During the 9 years it took us to create this house, we used Trans Natural House as a working title. Once completed, some of our durability ambitions had somehow become part of standard building practice.
Of course, it goes without saying one should build a house with a glass facade all around, if such house is surrounded by a beautiful landscape. Modern building practice has proven this before.
Of course, it is wise to create canopies where sunlight should be kept out. For decades building practice largely overlooked that.
Of course, it is smart to create an adjustable canapé on the south, so that it will let sunlight in or shut it out as desired.
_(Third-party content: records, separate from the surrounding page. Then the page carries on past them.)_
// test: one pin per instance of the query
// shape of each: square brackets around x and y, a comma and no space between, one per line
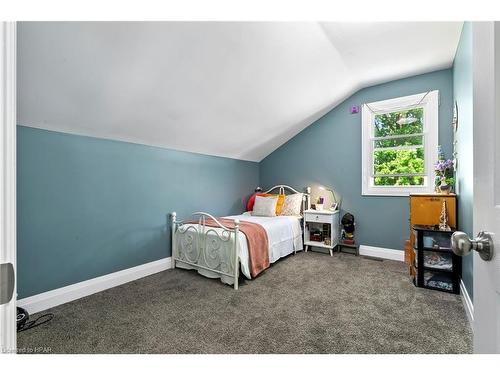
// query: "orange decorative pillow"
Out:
[251,201]
[279,204]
This is how we keep excessive summer sun out, whereas the winter sun is allowed to warm our house.
After the 1972 Report by the Club of Rome, it was of course self-evident, that we should build as much as possible with renewable materials. Our carpenter from around the corner harvests his construction wood from his neighbouring forest and he assembles it, keeping in mind that it should be fit for dismantle in the long run.
Naturally, reuse of material is more practical if the basic materials remains pure. We love the game and construct the unfinished solid wood supporting structure with mortise and tenon.
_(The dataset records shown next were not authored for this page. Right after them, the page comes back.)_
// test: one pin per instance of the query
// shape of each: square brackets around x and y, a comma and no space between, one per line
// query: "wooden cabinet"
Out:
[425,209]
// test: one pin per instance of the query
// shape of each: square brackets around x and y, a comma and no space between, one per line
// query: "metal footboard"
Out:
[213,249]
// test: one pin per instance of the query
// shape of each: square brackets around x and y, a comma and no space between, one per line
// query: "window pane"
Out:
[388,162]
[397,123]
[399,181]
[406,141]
Naturally, we build service functions in the underground basement. In doing so, we spoil the apparent nature of the landscape around us as little as possible.
Naturally, wherever desired, we slightly modify the adjacent landscape, just as we did whenever we built our first residential pit in the ground, with slightly raised ground all around. By pushing the terrain against the north façade and even over our building, we try to guide a possible, vicious north wind over the dwelling.
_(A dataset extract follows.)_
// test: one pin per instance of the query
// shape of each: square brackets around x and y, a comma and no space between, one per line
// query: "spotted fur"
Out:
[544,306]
Naturally, we need a grass roof. We retain the rainwater locally and visually mask the solar panels.
Naturally, we simply supply natural air ventilation through facade hatches. Nothing beats natural air.
We install a horizontal energy storage and thus energy doses throughout the seasons. It seems obvious that locally generated energy should be used locally.
We stack our construction parts logically and sequentially, and in opposite direction to the natural course of the rainwater. Those who follow nature, experience the least resistance.
The spatial fusion with the landscape is enhanced by showing unfinished and kind of natural building materials. A centuries-long search in our schools of philosophy shows that honesty can hardly be reasoned with; but it certainly has a reference in naturalness.
Due to the accepted natural imperfection and visible weathering that has already started, the construction seems to follow its nature. Thank God, dead material does what the living do; ageing.
It's fantastic that this house feels so natural. This is even in spite of its box shape, obviously a human (and therefore unnatural?) artefact.
“Nothing seems normal”, we were often told. On the contrary; everything is normal. That's how it should be. As if it concerns a prototype.